Wie immer, so ist auch hier der Prüfungs- bzw. Übungsleiter verantwortlich für die Einhaltung der gesetzlichen Bestimmungen und muss die Kontrolle der Schiessnachweise sicherstellen."

Das ist, schlicht gesagt, völliger Unsinn und reiht sich ein in das Verhalten des LJV BW, in seiner Mulitplikatorenschulung aus dem "Übungsnachweis" ein "Schießfertigkeitsnachweis" zu machen.

Warum ist dies völliger Unsinn?
Das LMR hat bei der Verfassung des JWMG schwere handwerkliche Fehler gemacht. So wurde beispielsweise im Gesetz ein "Übungsnachweis" festgelegt.

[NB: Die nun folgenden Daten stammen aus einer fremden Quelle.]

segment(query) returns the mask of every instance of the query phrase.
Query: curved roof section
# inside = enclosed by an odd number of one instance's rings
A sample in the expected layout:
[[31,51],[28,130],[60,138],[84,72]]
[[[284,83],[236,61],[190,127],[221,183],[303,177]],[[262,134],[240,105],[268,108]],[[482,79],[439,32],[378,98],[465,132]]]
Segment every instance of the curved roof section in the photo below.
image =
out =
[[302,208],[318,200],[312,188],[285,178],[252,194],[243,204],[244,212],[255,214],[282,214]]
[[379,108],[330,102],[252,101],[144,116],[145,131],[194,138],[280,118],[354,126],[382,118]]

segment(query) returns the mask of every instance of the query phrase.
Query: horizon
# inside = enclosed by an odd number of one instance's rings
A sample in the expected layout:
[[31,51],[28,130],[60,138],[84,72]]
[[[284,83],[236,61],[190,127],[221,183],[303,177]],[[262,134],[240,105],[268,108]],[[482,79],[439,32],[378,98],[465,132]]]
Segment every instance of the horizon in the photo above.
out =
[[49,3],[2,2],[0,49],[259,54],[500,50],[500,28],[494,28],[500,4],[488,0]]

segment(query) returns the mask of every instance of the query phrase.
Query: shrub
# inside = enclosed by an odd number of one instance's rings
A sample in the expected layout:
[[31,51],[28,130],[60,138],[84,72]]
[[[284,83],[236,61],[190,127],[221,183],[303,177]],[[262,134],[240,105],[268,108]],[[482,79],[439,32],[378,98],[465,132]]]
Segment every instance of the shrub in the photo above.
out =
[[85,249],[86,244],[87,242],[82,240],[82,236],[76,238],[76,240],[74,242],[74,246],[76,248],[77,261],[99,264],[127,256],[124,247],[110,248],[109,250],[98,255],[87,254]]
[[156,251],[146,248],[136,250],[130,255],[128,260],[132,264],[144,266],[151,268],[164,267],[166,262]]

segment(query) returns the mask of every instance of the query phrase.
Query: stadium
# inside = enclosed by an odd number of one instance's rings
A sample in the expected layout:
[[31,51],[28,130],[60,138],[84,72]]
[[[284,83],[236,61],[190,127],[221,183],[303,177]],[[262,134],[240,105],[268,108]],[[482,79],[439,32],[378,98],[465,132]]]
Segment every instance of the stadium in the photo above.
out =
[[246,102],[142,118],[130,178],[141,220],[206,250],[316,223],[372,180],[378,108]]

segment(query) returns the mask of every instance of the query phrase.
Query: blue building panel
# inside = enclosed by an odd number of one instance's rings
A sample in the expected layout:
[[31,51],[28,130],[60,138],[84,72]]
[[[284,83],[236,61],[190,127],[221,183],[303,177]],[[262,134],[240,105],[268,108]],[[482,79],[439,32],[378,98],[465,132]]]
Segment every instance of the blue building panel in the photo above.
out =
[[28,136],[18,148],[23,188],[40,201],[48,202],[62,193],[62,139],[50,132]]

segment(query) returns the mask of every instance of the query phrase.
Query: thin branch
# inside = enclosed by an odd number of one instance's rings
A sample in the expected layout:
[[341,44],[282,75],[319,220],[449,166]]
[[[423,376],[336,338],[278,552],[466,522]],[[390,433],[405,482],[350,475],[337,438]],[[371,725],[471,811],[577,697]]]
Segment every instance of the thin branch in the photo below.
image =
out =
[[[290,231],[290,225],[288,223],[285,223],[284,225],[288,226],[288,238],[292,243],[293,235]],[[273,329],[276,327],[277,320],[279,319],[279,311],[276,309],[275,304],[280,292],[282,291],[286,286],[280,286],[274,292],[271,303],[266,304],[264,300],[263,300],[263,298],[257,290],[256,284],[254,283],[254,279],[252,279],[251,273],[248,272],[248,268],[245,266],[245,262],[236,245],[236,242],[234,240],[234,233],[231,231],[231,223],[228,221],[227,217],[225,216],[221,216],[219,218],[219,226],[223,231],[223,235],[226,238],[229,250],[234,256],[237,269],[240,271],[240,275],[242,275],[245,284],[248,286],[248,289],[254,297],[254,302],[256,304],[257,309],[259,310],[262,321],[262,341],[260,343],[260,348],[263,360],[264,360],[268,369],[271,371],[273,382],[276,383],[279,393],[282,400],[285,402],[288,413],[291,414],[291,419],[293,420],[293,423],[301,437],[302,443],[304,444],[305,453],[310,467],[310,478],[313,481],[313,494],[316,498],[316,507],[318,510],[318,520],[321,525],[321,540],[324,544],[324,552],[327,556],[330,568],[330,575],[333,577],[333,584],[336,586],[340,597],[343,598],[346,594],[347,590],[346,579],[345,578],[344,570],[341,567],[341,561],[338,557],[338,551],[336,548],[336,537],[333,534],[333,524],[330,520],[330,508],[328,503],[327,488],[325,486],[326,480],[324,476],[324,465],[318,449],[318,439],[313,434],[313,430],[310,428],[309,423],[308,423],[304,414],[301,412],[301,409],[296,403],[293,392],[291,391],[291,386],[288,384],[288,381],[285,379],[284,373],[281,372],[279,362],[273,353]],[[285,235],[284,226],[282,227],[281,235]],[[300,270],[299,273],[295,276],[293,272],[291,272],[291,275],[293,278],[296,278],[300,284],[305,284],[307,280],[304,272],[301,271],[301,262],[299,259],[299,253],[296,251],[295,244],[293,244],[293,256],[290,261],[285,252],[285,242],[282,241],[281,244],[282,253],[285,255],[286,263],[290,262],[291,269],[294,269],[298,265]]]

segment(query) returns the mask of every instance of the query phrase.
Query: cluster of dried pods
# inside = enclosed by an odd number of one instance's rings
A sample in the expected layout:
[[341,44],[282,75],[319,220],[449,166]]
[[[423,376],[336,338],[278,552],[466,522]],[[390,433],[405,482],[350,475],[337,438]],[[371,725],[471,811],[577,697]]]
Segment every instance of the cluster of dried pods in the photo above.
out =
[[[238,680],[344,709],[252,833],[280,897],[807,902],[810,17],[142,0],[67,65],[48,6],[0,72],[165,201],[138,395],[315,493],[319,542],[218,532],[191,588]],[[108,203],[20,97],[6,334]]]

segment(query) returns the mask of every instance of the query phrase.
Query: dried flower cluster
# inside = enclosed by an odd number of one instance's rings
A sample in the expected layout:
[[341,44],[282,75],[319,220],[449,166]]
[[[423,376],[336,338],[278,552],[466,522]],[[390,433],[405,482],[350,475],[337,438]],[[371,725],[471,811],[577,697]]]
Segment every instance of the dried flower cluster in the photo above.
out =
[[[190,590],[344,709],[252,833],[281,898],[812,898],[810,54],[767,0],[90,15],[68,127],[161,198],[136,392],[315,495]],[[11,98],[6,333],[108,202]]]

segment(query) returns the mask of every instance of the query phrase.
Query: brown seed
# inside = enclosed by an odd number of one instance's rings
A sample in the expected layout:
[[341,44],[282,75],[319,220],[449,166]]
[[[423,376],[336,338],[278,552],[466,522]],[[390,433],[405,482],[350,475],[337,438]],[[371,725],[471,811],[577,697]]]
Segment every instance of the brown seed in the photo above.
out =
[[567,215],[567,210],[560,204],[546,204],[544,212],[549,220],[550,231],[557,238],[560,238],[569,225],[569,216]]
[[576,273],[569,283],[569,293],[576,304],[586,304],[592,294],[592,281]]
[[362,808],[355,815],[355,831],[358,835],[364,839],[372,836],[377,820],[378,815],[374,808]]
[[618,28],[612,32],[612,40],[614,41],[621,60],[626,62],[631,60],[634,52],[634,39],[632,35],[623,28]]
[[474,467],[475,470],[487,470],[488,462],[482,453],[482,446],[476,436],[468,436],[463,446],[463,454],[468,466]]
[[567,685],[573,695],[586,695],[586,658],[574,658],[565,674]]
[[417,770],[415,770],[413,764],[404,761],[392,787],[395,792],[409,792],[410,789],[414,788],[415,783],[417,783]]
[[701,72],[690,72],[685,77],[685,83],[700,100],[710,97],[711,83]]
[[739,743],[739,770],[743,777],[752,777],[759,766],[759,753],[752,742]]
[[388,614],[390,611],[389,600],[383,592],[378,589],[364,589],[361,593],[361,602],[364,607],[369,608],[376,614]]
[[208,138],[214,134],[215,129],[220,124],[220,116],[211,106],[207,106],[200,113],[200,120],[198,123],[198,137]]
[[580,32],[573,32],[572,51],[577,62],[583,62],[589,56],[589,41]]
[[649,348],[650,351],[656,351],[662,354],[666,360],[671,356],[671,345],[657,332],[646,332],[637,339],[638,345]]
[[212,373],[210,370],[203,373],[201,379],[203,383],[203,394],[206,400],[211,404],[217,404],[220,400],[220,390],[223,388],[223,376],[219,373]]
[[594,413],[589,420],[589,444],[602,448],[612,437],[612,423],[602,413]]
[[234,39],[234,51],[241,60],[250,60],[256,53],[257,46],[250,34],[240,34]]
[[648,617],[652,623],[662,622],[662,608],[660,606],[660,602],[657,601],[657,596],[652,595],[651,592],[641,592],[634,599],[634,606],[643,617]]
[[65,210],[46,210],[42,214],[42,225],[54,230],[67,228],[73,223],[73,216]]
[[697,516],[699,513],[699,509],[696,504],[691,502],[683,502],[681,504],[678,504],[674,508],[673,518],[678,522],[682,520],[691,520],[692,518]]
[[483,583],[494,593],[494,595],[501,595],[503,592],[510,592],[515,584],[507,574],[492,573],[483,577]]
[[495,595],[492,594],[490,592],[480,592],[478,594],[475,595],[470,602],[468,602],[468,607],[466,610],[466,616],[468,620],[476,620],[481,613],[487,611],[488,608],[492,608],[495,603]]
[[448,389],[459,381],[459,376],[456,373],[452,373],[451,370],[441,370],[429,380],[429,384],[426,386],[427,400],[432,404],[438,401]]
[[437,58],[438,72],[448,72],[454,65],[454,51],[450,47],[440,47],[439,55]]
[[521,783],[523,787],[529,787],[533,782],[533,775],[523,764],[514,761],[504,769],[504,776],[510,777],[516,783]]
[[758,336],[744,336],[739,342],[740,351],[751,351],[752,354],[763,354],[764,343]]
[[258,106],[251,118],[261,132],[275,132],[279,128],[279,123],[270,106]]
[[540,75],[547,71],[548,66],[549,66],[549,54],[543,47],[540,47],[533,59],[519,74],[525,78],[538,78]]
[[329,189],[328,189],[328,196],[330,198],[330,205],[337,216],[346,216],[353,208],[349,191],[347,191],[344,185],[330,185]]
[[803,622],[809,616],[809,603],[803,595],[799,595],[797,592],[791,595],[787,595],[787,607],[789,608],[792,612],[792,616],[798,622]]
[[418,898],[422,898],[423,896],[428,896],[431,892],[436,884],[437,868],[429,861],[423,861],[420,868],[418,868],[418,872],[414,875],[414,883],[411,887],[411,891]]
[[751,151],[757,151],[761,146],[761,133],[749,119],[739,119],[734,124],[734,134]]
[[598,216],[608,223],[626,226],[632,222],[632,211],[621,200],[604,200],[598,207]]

Man hat aber sowohl versäumt, eine Pflicht zum Mitführen des Nachweises bei den vorgesehenen Jagden (DJ und Vogeljagd) im Gesetz zu hinterlegen noch hat man eine dedizierte Ermächtigungsvorschrift hinterlegt, so dass die Ausgestaltung des Übungsnachweises im Rahmen einer Verordnung festgelegt werden kann. Es gibt zwar eine generalisierte Öffnungsklausel im Gesetz, die ist aber so offen, dass das ganze an das Ermächtigungsgesetz von 1933 erinnert.
Und bislang traut sich die Landesregierung nicht, diese Öffnungsklausel zu nutzen, weil Sie fest damit rechnen muss, dass eine Normenkontrollklage gegen diese Öffnungsklausel erfolgen könnte und darüber hinaus sie damit zugeben müsste, beim Gesetz handwerkliche Fehler gemacht zu haben.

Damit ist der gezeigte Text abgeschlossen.